The Sockeye Salmon: Oncorhynchus nerka
These Salmon spawn during the summer in small tributaries of lakes where the young spend one to three years before migrating to the ocean. Here they live up to four years. They return to their home streams om maturity to spawn and die. They range from the Bering Strait to Sacramento California, being most abundant in the Pacific Northwest. The salmon were welcomed back by the indigenous peoples every year as a food and a spiritual source. The abundance of salmon was one of the contributing factors making their societies totally non agrarian with plenty of leisure time during the dark months (Nov.-Mar.) to devote to art and the supernatural. The Scene inside the salmon is of a Haida village in the Queen Charlottes ca 1880, when their art was at its peek. Their canoes and Totems were carved mainly from”

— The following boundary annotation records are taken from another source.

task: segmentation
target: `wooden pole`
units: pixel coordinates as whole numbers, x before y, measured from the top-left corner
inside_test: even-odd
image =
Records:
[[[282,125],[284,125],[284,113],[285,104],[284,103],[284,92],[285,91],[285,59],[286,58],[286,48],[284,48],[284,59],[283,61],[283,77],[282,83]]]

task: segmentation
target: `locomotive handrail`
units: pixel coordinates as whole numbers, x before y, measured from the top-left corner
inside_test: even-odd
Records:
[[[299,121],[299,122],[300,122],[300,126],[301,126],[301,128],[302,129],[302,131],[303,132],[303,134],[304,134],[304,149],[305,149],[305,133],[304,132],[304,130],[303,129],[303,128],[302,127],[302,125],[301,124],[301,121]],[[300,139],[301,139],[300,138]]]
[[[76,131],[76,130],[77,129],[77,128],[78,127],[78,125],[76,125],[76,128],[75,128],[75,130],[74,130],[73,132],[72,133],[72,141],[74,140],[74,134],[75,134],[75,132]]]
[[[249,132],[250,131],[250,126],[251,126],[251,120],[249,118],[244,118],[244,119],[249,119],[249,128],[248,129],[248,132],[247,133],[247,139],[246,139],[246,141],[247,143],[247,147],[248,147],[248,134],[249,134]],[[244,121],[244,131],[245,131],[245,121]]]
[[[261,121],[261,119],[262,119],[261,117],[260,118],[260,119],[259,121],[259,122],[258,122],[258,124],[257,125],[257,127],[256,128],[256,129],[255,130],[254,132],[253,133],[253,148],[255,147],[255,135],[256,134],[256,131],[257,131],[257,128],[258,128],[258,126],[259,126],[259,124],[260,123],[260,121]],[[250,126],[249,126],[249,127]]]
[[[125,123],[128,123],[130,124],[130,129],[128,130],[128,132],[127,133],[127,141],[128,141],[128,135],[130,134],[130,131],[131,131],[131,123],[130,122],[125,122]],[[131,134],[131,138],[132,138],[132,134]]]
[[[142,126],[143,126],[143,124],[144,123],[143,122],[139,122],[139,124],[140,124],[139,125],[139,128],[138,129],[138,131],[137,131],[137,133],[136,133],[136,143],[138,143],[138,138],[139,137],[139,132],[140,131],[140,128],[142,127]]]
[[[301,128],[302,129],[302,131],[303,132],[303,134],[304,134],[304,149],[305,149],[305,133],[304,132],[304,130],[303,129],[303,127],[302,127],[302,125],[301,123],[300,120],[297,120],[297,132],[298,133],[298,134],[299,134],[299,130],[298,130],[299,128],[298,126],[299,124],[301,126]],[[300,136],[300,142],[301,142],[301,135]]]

The Red Cedar: Thuja plicata
A giant tree often growing over 150′ tall and a diameter of 6′. The fibrous bark pictured in the foreground was woven into clothing, mats and baskets. The salmon were caught with hooks (like the one pictured), by nets of nettle fibre trawled between two canoes, speared with harpoons which had removable heads and trapped in elaborate underwater weirs. The coming of the Tall ships (depicted in the Sockeye’s tail) with their disease and vices were the beginning of the end for the Haida Culture (which is now recovering and renewing) and the Sockeye. The foreign and domestic fishing fleets (increasing yearly) have meant an end to the vast quantities once taken for granted.